If the first, Russia had no right to demand acceptance of its “sphere of influence.” Invading a neighbor who poses no threat to you or others is, as President Bush put it, “unacceptable in the 21st century.”

If, on the other hand, Russia was essentially demanding its due, then the moralistic response was inappropriate (not to mention hypocritical), and America should acknowledge the legitimacy of Russia’s concerns. The author Francis Fukuyama offered a variation on this theme, asserting that “an adversely shifting global power balance” means that the United States is no longer in a position to enforce its will, whatever the merits of the case.

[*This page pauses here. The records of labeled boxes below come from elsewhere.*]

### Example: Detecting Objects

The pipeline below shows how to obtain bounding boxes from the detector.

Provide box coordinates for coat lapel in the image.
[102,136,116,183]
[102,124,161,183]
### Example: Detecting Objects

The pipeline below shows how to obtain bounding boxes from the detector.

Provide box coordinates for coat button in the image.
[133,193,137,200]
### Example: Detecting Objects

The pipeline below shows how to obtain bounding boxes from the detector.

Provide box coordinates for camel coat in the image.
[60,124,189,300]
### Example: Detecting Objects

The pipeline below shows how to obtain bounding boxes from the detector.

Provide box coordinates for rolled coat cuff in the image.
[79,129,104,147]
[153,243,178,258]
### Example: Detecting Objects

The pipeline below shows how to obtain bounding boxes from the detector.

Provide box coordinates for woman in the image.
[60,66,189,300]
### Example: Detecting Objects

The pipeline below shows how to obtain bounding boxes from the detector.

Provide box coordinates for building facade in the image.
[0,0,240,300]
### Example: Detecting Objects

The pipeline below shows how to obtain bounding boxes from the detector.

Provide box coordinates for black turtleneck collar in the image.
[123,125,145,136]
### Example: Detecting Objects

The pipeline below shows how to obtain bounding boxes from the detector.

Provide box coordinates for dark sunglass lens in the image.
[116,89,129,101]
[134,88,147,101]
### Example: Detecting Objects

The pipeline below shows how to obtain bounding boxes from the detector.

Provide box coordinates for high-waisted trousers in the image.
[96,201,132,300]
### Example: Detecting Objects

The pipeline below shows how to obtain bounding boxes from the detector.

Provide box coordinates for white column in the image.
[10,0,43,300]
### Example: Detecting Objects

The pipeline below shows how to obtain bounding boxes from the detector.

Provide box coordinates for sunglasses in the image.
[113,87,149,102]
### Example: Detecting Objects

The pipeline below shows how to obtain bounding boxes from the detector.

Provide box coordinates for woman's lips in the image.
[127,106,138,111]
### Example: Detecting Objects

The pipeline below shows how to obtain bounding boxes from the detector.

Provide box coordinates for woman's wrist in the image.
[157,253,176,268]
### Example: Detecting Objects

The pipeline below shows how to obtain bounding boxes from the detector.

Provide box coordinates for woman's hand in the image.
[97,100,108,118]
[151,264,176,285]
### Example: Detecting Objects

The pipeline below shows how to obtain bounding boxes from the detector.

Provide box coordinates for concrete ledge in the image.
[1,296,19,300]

How you think about the nature and legitimacy of Russia’s ambitions largely determines the response you advocate. Mr. Leverett argues that “America’s promotion of a dubious ‘democratic’ movement in Georgia — or in other ethnically divided and unstable post-Soviet states — is not as important to Western interests as working with Russia on the most significant energy, economic and international security challenges of our time.” He and Mr. Fukuyama would quash the ambitions of Georgia and Ukraine to join NATO; more broadly, they would reduce the grasp of American policy to reflect our more modest reach.

If, on the other hand, Mr. Putin’s Russia has embarked on a drive for regional hegemony — if not through conquest, then through intimidation and economic blackmail — then the policy question is: How can the West block Russia’s ambitions? Mr. Cheney promised the Georgians $1 billion in reconstruction aid and vowed to redouble American support for Georgia’s campaign to join NATO — an absolute redline for Russia.

Georgia’s fate, however, rests not with President Bush, but with his successor. John McCain, a longtime friend of Georgia and President Saakashvili, has threatened “severe, long-term consequences” for United States-Russia relations, and has proposed offering security guarantees to Ukraine and Georgia, including NATO membership. Barack Obama, whose natural inclinations are less punitive, has also declared that we “must review all aspects of relations with Russia,” though he and several leading Democratic policy figures have been more cautious on the question of NATO.

Of course, American policy will not be shaped only by our view of Russia. Our European allies, especially Germany and France, are more dependent on Russian energy and trade than we are, and far more directly threatened by Russian aggression. European officials, by and large, have been every bit as appalled by Russian behavior as Washington has been; but most have taken a less confrontational line. Sheer proximity made ideological anti-Communism an unaffordable luxury for Europe a generation ago; the same may be true for an anti-Russian posture today.

In America, though, where we do have the luxury, the struggle between Russia and Georgia feels almost Miltonic. Even some former ’60s peaceniks find themselves sounding like neocons, who no doubt would say the peaceniks have finally woken up to the truth. Or perhaps there’s another explanation: that there’s all the difference in the world between an enfeebled and defensive empire, and a nation emboldened by vast wealth and brimming with resentment at past humiliations. This Russia does not look so very containable.